Its based on the curious fact that every Tuesday (except Tony Blair who liked Wednesdays) the sitting PM pays a visit to Buckingham Palace and has an audience with the Queen, and there have been 12 of them over her 60 year reign.

These audiences are not minuted or recorded in any way and neither the Queen or her PM's have ever revealed what has been said. So, you are a stressed PM who, during your term in office, sees the Queen 1:1 maybe 70 times - what passes between them.

Its pure speculation and this show attempts to fill the blank canvas, and does so with aplom. There are great cameos featuring the likes of Anthony Eden during the Suez Crisis through the less kind interpretations of Major, Thatcher and Brown. It it therefore a canter through the post war political scene, each PM sitting in the therapists chair baring their soul to the one constant strand in the shape of the monarch.

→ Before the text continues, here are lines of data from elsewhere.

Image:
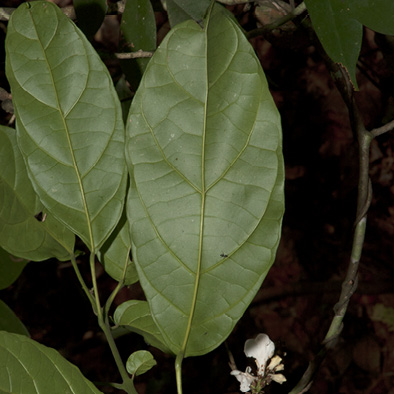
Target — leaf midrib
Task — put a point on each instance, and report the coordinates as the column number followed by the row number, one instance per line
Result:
column 78, row 175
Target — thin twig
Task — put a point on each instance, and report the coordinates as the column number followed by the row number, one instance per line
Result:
column 345, row 86
column 383, row 129
column 278, row 23
column 134, row 55
column 234, row 2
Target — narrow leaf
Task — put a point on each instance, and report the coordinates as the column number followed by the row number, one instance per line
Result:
column 9, row 321
column 338, row 31
column 29, row 367
column 140, row 362
column 25, row 229
column 10, row 268
column 206, row 201
column 135, row 315
column 69, row 120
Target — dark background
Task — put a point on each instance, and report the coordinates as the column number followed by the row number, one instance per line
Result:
column 294, row 306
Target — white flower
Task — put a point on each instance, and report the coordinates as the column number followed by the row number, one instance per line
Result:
column 245, row 378
column 262, row 349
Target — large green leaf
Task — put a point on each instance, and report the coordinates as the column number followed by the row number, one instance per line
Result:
column 69, row 121
column 376, row 14
column 10, row 268
column 29, row 367
column 136, row 317
column 21, row 233
column 206, row 201
column 9, row 321
column 338, row 31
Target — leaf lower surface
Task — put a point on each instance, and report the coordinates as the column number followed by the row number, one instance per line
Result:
column 206, row 201
column 29, row 367
column 21, row 233
column 69, row 121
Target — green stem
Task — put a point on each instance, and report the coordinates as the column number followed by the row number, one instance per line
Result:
column 97, row 307
column 82, row 282
column 178, row 372
column 128, row 385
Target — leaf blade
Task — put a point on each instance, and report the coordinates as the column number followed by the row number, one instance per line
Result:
column 21, row 233
column 76, row 165
column 22, row 373
column 204, row 162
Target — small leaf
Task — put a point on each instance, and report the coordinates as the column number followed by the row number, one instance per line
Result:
column 10, row 268
column 206, row 200
column 9, row 321
column 21, row 233
column 115, row 254
column 90, row 15
column 69, row 121
column 29, row 367
column 140, row 362
column 136, row 316
column 338, row 31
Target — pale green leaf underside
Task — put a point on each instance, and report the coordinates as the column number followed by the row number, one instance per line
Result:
column 21, row 234
column 135, row 316
column 140, row 362
column 338, row 31
column 69, row 120
column 204, row 148
column 29, row 367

Its also an interesting insight into the changing life of the Monarch who has had to endure more than a few brick bats herself over the years. A measured transformation from a little princess in her palace to the woman of immense integrity and stature we see today. (Hmm, that's high praise from someone who would never have described himself as a Royalist).

It a compelling production written by Peter Morgan which drags you in and even the fact that its a televised repeat shown in a cinema doesn't detract from its power. Maybe that was one of the most interesting things - the reaction of the audience. It was theatre behaviour in a cinema. The audience laughed, engaged - and even went out to get ice cream during the full length intermission.

So this worked on two levels. 

1. The show was great - entertainment and education packed in a fast paced 2.5 hour package
2. The theatre in the cinema concept took you 90% of the way to a live performance, at a fraction of the price and co convenient.

A good evening's entertainment supplemented with fish and chips from Glascote Chip Shop - I know how to show a girl a good time!